Cleaning up code using ast-grep

There exists a neat tool called ast-grep that finds and replaces code. What distinguishes it from other tools like sed is that instead of merely matching on the text, ast-grep looks for a match based on abstract syntax tree, aka AST. This makes ast-grep much more expressive than sed when it comes to finding and modifying program source code, opening up possibilities like cleaning up a large codebase according to some set of rules.

Let's take a look at a few examples of using ast-grep on source code written in Elixir programming language.

In front of me there's a reasonably large Elixir codebase that survived years of development. Many people with varying degrees of attention to detail worked on it throughout the years, which resulted in the codebase being full of various small inconsistencies.
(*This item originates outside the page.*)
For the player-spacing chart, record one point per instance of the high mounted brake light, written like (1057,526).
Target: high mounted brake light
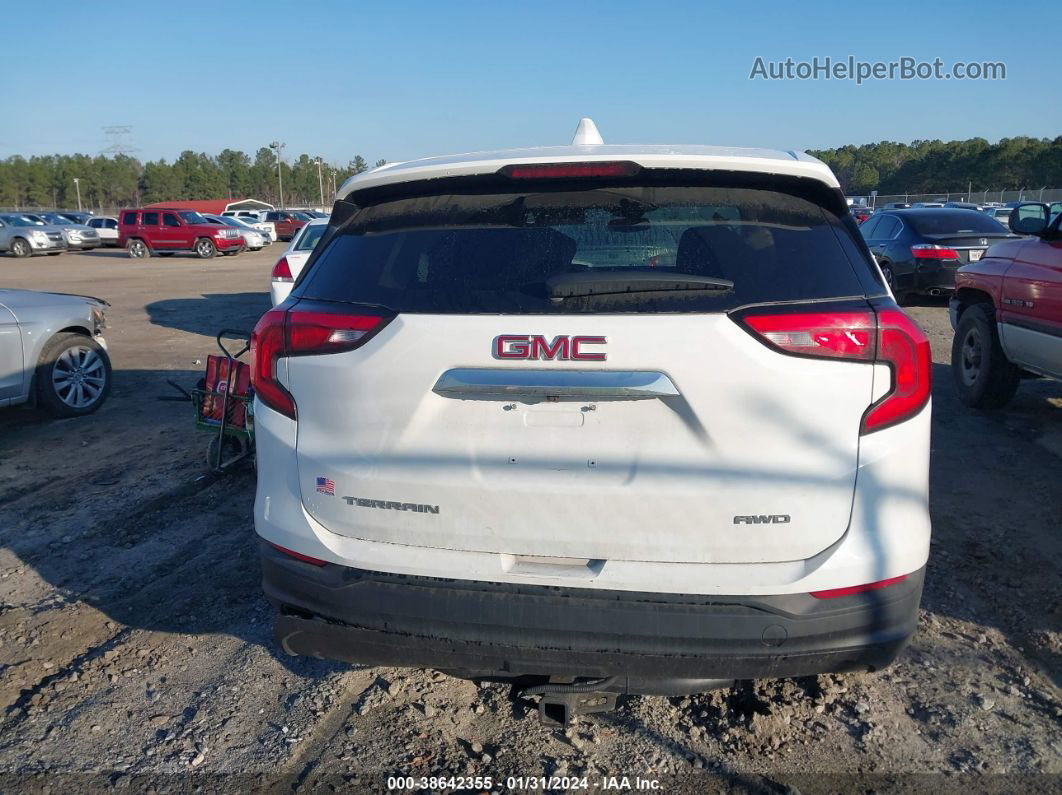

I was looking to brush up a test suite a little, when code like below caught my eye:

test "returns 401 for unauthenticated request", %{conn: conn} do
conn = get(conn, category_path(conn, :index))
assert json_response(conn, 401)
end

There's couple of tiny, stylistic issues with this code that I am not particular fan of:

Ideally, I wish the above code to be re-written to this:

test "returns 401 for unauthenticated request", %{conn: conn} do
conn
|> get(category_path(conn, :index))
|> json_response(401)
end

There's plenty of places like this in the code, and it would be nice to standardize by making them all look alike. We could write a sed like this:

rg -F -l "conn = get(conn, category_path(conn, :index))" | xargs sed -i -e '/conn = get(conn, category_path(conn, :index))/{N;s/.*conn = get(conn, category_path(conn, :index))\n.*assert json_response(conn, 401)/ conn\n |> get(category_path(conn, :index))\n |> json_response(401)/;}'

It has the following downsides:

Let's see if ast-grep can achieve the result while addressing sed's shortcomings.
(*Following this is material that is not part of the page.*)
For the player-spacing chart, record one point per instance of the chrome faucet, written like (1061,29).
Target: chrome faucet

First, in the root folder of my project I will create a file called rules.yaml with the following contents:

id: conn-pipe-syntax-1
language: elixir
rule:
pattern: |
conn = get(conn, category_path(conn, :index))
assert json_response(conn, 401)
fix:
template: |
conn
|> get(category_path(conn, :index))
|> json_response(conn, 401)

Then attempt to apply this "rule" by calling ast-grep in the root folder of the project:

ast-grep scan --rule rules.yaml --update-all

Sadly, the command fails with the following output:

Error: Cannot parse rule rules.yaml
Help: The file is not a valid ast-grep rule. Please refer to doc and fix the error.
See also: https://ast-grep.github.io/guide/rule-config.html
Caused by
╰▻ Fail to parse yaml as Rule.
╰▻ `rule` is not configured correctly.
╰▻ Rule contains invalid pattern matcher.
╰▻ Multiple AST nodes are detected. Please check the pattern source `conn = get(conn, category_path(conn, :index))
assert json_response(conn, 401)
`.

The error says something about "multiple AST nodes". Turns out that we are specifying multiple AST nodes at once - I am not a tree-sitter expert (ast-grep uses tree-sitter to parse the code), but will assume that each line is parsed as a separate AST node here.

Instead, if we want to tell ast-grep to look at multiple nodes, we should go for expressing how they are positioned relevant to each other. For example, by expressing that the target piece of code precedes some other piece of code like this:

id: conn-pipe-syntax-1
language: elixir
rule:
pattern: conn = get(conn, category_path(conn, :index))
precedes:
pattern: assert json_response(conn, 401)
fix:
template: |
conn
|> get(category_path(conn, :index))
|> json_response(conn, 401)

By using precedes we can say our rule just became relational.

Re-running the command no longer raises an error:

ast-grep scan --rule rules.yaml --update-all .
# Applied 1 changes

Wonderful, something worked! Let's check what it did:

diff --git a/test/api/controllers/category_controller_test.exs b/test/api/controllers/category_controller_test.exs
index 7f3809922..6511b39f7 100644
--- a/test/api/controllers/category_controller_test.exs
+++ b/test/api/controllers/category_controller_test.exs
@@ -53,7 +53,10 @@ defmodule Api.CategoryControllerTest do
end
test "returns 401 for unauthenticated request", %{conn: conn} do
- conn = get(conn, category_path(conn, :index))
+ conn
+ |> get(category_path(conn, :index))
+ |> json_response(conn, 401)
+
assert json_response(conn, 401)
end
end

Kind of nice!

Before we move on, I should mention that ast-grep offers an online playground, where one can play around with different snippets of code and matching rules. Conveniently, playground will also show the AST for the code snippets - an indispensable tool for building and debugging rules. Here's how the playground looks like for the code snippet, as well as the rule above:

You can even play with this yourself by using the following link: playground. Click on the "Diff" tab in the top left corner to see the result!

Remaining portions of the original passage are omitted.